E siamo nella parte più delicata della struttura, le emissioni, quelle che interessano agli acerranima anche agli abitanti dei territori candidati a ospitare impianti gemelli. Un'altra sala di complesse apparecchiature che esaminano i residui dei forni. «Queste macchine per le analisi sono il top della tecnologia esistente - indica Zaniboni -. Dei complessi sistemi con fiale intercettano la diossina. Con uno dei parametri fuori misura si blocca l'impianto. Ma molti non sanno che qui si lavora molto al di sotto dei limiti indicati dalle normative europee, fissati in maniera ancora più restrittiva per Acerra e segnati sul pannello di fronte: meno 90% di polveri, meno 70% per cento di ossido di carbonio, meno 40% di ossido di azoto, meno 90% di ossidi di zolfo, meno 99,6% di diossine e di furani.

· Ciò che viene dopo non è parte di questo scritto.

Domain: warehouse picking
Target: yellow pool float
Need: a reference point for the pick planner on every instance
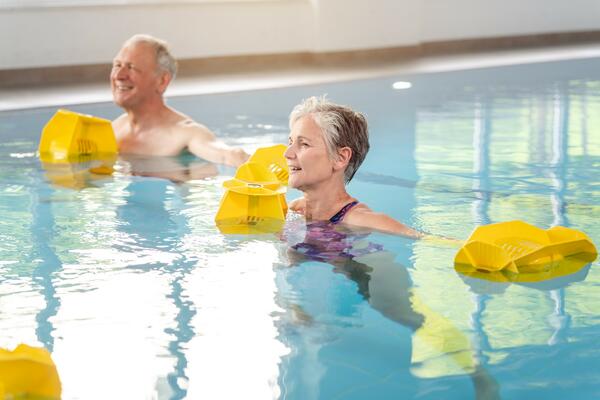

I dati sono in rete, andrebbero diffusi meglio dagli enti istituzionali per tranquillizzare la gente e mettere fine a voci infondate». L'impianto quest'anno supererà le 650mila tonnellate trattate, quota 605mila tonnellate è stata raggiunta il 30 novembre, nel 2010 furono poco più di 500mila. In termini di benefici ambientali quest'anno c'è già stata una mancata emissione di 77mila tonnellate di C02, un risparmio di 99.500 tonnellate equivalenti di petrolio e l'immissione nella rete elettrica di 532mila Megawatt ora utili a 200mila famiglie.